Under ordinary circumstances, I would find the enjoyment of human suffering abhorrent; but these are not ordinary circumstances and I am enjoying myself immensely. Hawkins College – quite apart from being our natural enemy – are unbelievably smug and, let’s be frank, there are worse things than being tired and itchy.

“They look as rough as a bunch of badgers arses,” Head Porter poetically observes.

“What beautiful imagery, Head Porter,” I say. “Tell me – have you thought of becoming a wordsmith?”

“They look worst than ever thought possible by anybody anywhere,” says the Professor. “I bet they have lots of croaks when they look like that, you know. Imagine. We will probably rank higher than Hawkins, for sure.”

“That’s a point, who is judging this thing anyway?” asks Head Porter.

“Actually, I don’t really know,” I reply. “But the University Dean is in attendance, so I’m betting it’s him.”
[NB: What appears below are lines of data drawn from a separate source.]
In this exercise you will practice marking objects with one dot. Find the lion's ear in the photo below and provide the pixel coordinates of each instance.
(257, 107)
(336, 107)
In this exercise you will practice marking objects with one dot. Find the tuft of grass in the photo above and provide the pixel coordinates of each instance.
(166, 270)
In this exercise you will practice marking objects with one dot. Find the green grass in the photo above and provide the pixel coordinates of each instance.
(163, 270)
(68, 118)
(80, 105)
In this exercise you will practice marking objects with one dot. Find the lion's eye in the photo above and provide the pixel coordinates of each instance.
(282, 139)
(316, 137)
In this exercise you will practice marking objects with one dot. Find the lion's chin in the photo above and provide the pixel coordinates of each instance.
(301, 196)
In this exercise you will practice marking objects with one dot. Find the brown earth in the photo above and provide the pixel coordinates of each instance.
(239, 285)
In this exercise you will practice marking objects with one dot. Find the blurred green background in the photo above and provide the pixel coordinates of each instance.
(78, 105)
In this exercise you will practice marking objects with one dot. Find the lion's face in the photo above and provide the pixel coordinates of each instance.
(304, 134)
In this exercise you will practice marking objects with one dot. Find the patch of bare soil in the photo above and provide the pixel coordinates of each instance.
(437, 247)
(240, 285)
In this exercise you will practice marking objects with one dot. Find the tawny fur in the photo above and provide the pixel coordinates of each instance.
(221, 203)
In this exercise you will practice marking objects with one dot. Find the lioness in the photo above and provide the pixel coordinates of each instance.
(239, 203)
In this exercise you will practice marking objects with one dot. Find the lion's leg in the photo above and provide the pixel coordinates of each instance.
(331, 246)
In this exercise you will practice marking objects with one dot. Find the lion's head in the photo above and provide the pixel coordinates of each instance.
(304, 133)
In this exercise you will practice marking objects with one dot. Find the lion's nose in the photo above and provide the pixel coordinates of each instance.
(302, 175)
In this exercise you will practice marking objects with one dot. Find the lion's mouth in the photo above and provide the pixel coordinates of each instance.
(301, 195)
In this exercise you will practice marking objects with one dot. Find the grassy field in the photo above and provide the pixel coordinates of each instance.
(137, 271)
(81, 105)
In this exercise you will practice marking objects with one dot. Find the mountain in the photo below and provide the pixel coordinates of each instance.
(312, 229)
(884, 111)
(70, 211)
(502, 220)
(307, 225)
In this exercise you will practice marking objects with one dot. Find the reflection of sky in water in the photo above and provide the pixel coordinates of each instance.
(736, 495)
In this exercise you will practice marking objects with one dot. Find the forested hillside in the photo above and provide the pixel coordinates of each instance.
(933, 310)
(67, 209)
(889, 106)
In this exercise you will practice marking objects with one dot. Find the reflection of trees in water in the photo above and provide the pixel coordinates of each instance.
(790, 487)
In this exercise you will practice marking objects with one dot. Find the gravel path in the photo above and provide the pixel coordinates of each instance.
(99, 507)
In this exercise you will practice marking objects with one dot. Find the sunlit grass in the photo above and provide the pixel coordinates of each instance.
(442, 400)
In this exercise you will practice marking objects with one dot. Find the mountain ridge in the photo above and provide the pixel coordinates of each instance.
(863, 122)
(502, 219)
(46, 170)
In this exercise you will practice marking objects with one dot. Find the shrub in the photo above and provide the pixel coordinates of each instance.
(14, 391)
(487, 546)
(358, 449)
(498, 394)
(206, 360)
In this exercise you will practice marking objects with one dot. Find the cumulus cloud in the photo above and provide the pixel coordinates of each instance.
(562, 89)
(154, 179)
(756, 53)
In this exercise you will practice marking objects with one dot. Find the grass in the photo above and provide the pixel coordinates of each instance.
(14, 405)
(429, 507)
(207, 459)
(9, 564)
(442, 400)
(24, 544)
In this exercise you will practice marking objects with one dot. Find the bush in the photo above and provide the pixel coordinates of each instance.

I nod up towards the gallery where a corpulent elderly gentleman appears to be snoozing gently. However, his cheeks are so stoutly plump that they have almost devoured his eyes entirely so it is impossible to tell for sure. To all intents and purposes, the University Dean is most likely the most powerful man in the University and therefore The City itself. There is a rumoured upper echelon of shadowy figures that dictate from on high and instruct him, but this is unsubstantiated tittle-tattle at best. Where academics are concerned, I am prepared to believe anything.

“Many too bads Mr. Dean isn’t here,” muses Professor Duke. “Then again, though, his ear is dead to music—much like that fellow up there, I’d say.”

The Dean has very little time for the creative arts and famously only owns one solitary record. I, for one, am rather pleased he isn’t here. With all the warrior nun gossip and the dishevelled state of Hawkins Choir would no doubt raise his suspicions. And the state of the choir is rapidly becoming more dishevelled. A couple of the poor buggers – with darkened eyes and sunken cheeks – are frantically clawing at themselves as the itching powder takes hold upon their flesh. It is quite a disconcerting sight, in fact, particularly for those unaware of the cause. There is a shrill cry from somewhere within the gallery –

“Witchcraft! It’s witchcraft I tell you!”

“What do you mean, witchcraft?” comes a plaintive response. “Don’t be daft!”

“I say they are possessed!” Another voice adds to the hysteria and a fevered muttering ripples across The Great Chapel.

As the wretched Hawkins Choir thrash wildly about the chancel, a typically ridiculous response erupts throughout the audience. There are squeals and accusations of all sorts being thrown into the chattering throng and even mentions of sabotage. That, at least, is true.

“I think we should be making a move, chaps,” I suggest to my bewildered companions. “What with all the nun-talk and now this, it’s probably better we make ourselves scarce.”

“If you insist,” says the Professor. “This ugliness could turn into an epic fight, but let’s leave just because.”

Under the cover of panic and confusion, we quietly slip from our pew and out into the lobby of The Great Chapel. This turns out to be the cause of some surprise – in fact, two surprises. The first surprise is that there is someone stood apparently waiting for us. The second surprise is that it is none other than The Master.